Religion Magazine

Fragility

By Nicholas Baines

This is the script of this morning’s Thought for the Day on BBC Radio 4’s Today programme.

Some years ago on a visit to the United States, I drove from the Gulf Coast down through Florida. A massively destructive hurricane had powered its way through this part of the state only a few months before and we drove for fifty miles through utter devastation. For miles on end every tree had been snapped like a pencil, leaving the tops pointing into the earth and creating triangles of dense wood. Towns and settlements stood abandoned, leaving shattered wooden houses derelict against the now quiet sky.

Hearing of Hurricane Ian has brought it all back to mind. Solid looking buildings in permanently inhabited communities get boarded up in an attempt to withstand the torment. But, ultimately, weather will not and cannot be tamed. In the end, we are at the mercy of the elements.

The problem is that, unlike most people who live in vulnerable parts of the globe, some of us have got used to thinking we can control the world and our life. Dangers simply have to be managed in order to maintain what we dare to call ‘normality’.

But, if we learn one lesson from the Covid pandemic and the obvious effects of climate change, it surely must be that (a) human beings need to learn a bit of humility about their fragility, and (b) respect for the creation might just relativise our collective hubris. I guess humility emerges from realism and a proper acknowledgement of our human contingency.

This goes to the heart of one reason I am a Christian. Acceptance of my and our collective need of grace and one another means that arrogance and pride can be put to one side. My personal self-fulfilment might not be the ultimate goal in life, after all. Facing mortality compels me to face this fragility – not with misery, but rather with liberation. Equally so when we face the current threats caused by energy, money and violent conflict.

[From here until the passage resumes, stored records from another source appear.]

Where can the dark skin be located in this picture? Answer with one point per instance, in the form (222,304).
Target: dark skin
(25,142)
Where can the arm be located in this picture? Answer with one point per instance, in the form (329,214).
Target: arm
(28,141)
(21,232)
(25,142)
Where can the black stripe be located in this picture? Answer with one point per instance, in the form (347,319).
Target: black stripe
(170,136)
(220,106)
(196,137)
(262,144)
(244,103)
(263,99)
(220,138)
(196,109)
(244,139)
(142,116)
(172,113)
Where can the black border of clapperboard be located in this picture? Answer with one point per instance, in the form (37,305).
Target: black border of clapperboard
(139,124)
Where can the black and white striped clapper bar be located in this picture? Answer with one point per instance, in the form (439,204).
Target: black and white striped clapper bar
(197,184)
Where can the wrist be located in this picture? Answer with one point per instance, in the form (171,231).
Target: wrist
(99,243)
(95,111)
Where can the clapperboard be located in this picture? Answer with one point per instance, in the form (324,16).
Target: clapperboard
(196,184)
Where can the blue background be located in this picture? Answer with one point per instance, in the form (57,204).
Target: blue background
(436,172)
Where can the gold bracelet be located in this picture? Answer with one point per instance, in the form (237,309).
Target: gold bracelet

Fatalistic escapism? I don’t think so. Knowing our need and accepting the fragility of the world can in fact drive us to what I would call incarnational commitment. That is, a commitment to get stuck into living in the world as it is, loving our neighbor as ourselves, shaping a better and more just common future, but without any sense of entitlement to security.

How we respond to the challenges of the coming months and years – which most of us can’t control – will tell us what we really believe and whom we truly love. For Jesus, loving one’s neighbor was not a suggestion – it was a command.